NEW YORK-“In Motorola’s view, the technology for 2.5 generation is really here,” said Moe Grzelakowski, senior vice president and general manager of 3G for Motorola Inc.
In Japan later this year, Motorola plans to deploy commercially a nationwide 64-kilobyte, high-speed data network. Next year, also in Japan, it will roll out commercially a nationwide General Packet Radio Service network, which has a 32-kilobyte capacity that is fast enough for Internet access, she said.
“Wireless data isn’t happening in the United States the way it is in Europe and Japan, where short messaging service accounts for more than 40 percent of mobile originations,” Grzelakowski told attendees at the Donaldson, Lufkin & Jenrette Securities Corp. “Wireless and Satellite Conference.”

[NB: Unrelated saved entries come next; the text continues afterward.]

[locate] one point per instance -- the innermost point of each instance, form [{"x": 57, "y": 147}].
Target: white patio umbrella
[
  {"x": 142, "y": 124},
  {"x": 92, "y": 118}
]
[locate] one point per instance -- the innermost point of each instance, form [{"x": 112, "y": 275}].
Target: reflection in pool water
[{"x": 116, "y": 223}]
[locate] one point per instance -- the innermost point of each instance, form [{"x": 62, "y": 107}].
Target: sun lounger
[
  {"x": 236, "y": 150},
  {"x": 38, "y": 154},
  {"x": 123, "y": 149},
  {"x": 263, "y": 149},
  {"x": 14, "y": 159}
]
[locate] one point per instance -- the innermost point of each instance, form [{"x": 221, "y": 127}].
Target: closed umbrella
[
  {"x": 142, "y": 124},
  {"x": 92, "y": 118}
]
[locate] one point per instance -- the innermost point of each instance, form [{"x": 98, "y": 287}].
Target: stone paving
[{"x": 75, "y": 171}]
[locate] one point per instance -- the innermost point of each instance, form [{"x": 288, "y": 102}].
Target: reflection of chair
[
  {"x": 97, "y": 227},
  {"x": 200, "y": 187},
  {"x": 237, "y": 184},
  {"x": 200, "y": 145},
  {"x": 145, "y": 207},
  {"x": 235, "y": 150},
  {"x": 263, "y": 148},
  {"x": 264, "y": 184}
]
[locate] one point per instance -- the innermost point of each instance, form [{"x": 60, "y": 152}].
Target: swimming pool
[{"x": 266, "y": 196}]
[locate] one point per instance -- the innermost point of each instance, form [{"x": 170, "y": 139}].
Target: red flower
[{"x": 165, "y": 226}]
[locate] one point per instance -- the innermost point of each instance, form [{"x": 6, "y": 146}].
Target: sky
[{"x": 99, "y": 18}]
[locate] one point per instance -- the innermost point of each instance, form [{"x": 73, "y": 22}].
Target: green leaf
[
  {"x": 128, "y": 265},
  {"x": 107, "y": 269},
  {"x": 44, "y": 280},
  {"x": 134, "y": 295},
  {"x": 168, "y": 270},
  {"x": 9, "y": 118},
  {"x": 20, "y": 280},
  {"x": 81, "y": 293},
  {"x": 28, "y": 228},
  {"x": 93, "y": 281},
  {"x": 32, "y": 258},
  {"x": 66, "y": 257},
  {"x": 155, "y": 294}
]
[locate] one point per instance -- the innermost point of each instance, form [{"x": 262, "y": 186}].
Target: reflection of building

Motorola, until lately, “hasn’t been super-involved in harmonization” of third-generation wireless standards, Grzelakowski noted. “Wideband CDMA is close enough to cdma2000 that further harmonization is possible, and we are likely to end up with one major RF access standard that 90 percent of the world converges on,” she said.
Third-generation wireless, Internet Protocol telephony and calling party pays likely will drive increases in subscribers and minutes of use.
By 2005, Motorola expects there to be a billion people in the world with both wireless telephony and Internet access. By comparison, at the end of 1998, wireless subscribers numbered 300 million and Internet customers, 200 million.
“IP transport creates a seamless way to move around multiple networks. It’s an enabler creating convergence among media, telecommunications and computers,” Grzelakowski said.
“The applications and technology for the Internet are here, but the end-to-end solution is not here. We don’t want wireless vendors to be just dumb pipe providers.”
The Motorola executive said wireless telecommunications today lacks value-added services, including: personalization, preference selection, prioritization of information and contact, bandwidth on demand, analytic capability and location services. In particular, wireless carriers need to capitalize on their unique ability to provide location services, “which will allow them to take the lead in offering other new services,” she said.